Her son’s heart rate was beating at 300 beats per minute; that’s nearly double the normal rate of 160. Claire alerted her doctor of the abnormal heart rate. It was then decided that Claire should deliver her son, Edward, five weeks early via emergency C-section at the University College London Hospital.
Edward was born with a condition known as supraventricular tachycardia (SVT). The condition is caused by improper electrical impulses in the heart. The result is a rapid, irregular heartbeat, can lead to heart failure. And because the heart to fill completely, it is unable to pump adequate amounts of blood to the body’s vital organs; eventually, this can lead to organ failure. Edward was only given a five percent chance of survival; his survival hinged on doctor being able to get his heart rate down to a more normal rate.
“I just thought he was going to die,” Claire said.
Just hours after being born, Edward’s heart rate rose to dangerous levels again. Doctors tried to reset his heart by shocking it and giving him medication, but it didn’t work. They only had one option left, one they had never tried for SVT; they would need to lower Edward’s body temperature to protect his organs and slow his heart.
“We’d gone through all the usual maneuvers that usually work in babies, giving drugs…trying to shock the heart, the baby and get [a healthy heart rate back],” Dr. Nicola Robertson, who works at the neonatal unit at the University College London Hospital, told ABCNews.com.

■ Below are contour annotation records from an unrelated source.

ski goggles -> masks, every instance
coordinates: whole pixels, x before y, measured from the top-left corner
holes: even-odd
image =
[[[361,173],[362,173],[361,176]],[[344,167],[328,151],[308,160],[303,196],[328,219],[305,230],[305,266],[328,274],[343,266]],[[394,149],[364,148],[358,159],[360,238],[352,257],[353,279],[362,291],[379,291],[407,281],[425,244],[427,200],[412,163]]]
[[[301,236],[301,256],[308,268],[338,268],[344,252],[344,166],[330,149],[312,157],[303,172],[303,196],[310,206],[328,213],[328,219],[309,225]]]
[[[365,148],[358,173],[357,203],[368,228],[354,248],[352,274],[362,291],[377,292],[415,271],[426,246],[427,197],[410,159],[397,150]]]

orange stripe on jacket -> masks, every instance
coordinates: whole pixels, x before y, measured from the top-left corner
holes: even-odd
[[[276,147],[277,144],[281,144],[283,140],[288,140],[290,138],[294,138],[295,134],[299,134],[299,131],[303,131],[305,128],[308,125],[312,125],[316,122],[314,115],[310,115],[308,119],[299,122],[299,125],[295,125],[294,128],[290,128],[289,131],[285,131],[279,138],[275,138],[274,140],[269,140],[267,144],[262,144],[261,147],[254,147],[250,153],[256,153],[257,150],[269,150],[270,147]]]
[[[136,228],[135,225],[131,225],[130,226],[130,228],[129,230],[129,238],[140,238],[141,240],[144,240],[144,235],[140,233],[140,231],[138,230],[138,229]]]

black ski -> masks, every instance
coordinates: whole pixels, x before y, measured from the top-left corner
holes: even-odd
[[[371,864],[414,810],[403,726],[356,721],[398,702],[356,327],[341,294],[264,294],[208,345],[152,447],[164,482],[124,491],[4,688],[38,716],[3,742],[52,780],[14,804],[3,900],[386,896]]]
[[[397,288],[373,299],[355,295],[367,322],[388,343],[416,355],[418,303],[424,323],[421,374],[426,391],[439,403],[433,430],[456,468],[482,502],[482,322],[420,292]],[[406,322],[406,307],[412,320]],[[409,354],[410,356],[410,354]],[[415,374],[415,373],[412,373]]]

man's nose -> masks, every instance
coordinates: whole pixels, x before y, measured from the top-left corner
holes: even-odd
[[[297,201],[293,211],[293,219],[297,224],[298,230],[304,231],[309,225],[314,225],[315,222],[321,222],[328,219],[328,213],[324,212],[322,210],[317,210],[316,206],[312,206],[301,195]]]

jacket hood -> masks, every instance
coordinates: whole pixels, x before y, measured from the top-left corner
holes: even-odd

Over the next several hours, they used cold gel blankets to drop Edward’s temperature to approximately 91 degrees. The decreased body temperature would slow the electrical impulses that control the heart, giving it a chance to beat more regularly, which, in turn, would ensure that enough blood was reaching his vital organs. At first, it seemed that it would work, but as they warmed Edward up, his heart began to race again. Three days after the initial cooling, they would drop his body temperature yet again.
“That was one of the worst nights,” Claire said. “I asked one of the nurses if he was going to die, and she said he might.”
Doctors sent Claire out of the room and tried again to slow his heart rate by cooling him. This time, they also administered medication that is supposed to help slow the heart rate. Eventually, doctors told Claire that they were able to get Edward’s heart rate back down.
But until they warmed him back up, they wouldn’t know whether or not the treatment worked. So, this time, they raised his temperature at a slower rate – only half a degree every 12 hours. Amazingly, his heart rate remained stable, even after his body reached normal temperature.
“It was really strange highs and lows because he was doing extremely poorly,” Claire said. “But, oh, thank God! It worked.”
Edward continued to do well, and finally, 10 days after giving birth, Claire was able to hold her son for the first time. A month after that, she and her husband would be permitted to take Edward home, where he would join his two older siblings. Now, a healthy six-month-old baby boy, Edward is doing well. He’s been given an excellent prognosis, and though he is still being closely monitored to see if any irregular heartbeats arise, doctors don’t believe that he’ll need to be hospitalized for SVT again.
“It’s made me appreciate all the small things about my children,” Claire said, who is now planning to run a half-marathon that will help raise awareness for neonatal SVT. “It’s the best thing ever to bring him home.”